What I like about Kore-eda is that he’s one of the few Japanese filmmakers who is willing to make pointed social critique of his own country. Look, I love Japanese food and I love Japanese cinema… but let’s be honest with ourselves: there’s a reason they have some of the highest alcoholism and suicide rates on the planet. This is a society where individuals fall through the cracks and gerontocratic rule places the whims of the old over the needs of the young. The insistence on tradition and deference to the elderly will, ironically, kill a society and Kore-eda understands this well, which is why every single one of his movies (that I’ve seen) deals with the young being let down by the old.
You see this play out in the scene where Akira is suspected by the owner of the konbini of shoplifting and is only let off the hook thanks to the younger employee backing him up.
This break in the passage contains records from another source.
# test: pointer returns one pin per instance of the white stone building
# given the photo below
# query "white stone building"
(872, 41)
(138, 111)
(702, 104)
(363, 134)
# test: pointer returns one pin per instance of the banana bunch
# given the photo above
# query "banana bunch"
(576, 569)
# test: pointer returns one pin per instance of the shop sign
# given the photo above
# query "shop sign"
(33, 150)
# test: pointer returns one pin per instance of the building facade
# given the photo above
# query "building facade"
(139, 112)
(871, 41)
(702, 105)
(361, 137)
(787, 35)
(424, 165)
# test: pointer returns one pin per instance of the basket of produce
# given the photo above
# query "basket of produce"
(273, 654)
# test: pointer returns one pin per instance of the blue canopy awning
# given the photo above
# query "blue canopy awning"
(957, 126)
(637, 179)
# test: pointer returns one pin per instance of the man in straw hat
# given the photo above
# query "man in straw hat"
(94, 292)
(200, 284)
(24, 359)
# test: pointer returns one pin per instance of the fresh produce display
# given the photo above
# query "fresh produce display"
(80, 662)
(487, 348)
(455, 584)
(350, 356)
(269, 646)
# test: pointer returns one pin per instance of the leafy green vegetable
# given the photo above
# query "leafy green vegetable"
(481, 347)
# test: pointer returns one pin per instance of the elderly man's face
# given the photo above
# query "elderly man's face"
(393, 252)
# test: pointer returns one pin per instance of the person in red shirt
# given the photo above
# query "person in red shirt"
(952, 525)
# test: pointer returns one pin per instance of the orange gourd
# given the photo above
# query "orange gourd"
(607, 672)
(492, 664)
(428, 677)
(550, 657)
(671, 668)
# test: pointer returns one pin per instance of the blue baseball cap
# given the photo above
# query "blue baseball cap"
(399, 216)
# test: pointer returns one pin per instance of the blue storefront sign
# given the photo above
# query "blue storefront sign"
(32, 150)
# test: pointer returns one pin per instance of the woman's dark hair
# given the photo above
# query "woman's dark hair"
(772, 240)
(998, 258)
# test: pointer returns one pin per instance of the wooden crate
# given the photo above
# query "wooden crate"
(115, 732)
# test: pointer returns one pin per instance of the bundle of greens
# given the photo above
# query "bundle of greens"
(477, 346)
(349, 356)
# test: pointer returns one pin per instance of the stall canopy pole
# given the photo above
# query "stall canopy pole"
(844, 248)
The only people who can fully help or understand the kids are young people themselves, while the old only serve as obstacles or oppressors. You again see this play out in the pedophilic dynamic between Saki and the older guy who pays for her time via enjo kōsai. A small scene which further serves to illustrate the categoric disregard that Japanese elders have for the youth of their country. How can you expect your society to thrive when you kneecap your own future like that?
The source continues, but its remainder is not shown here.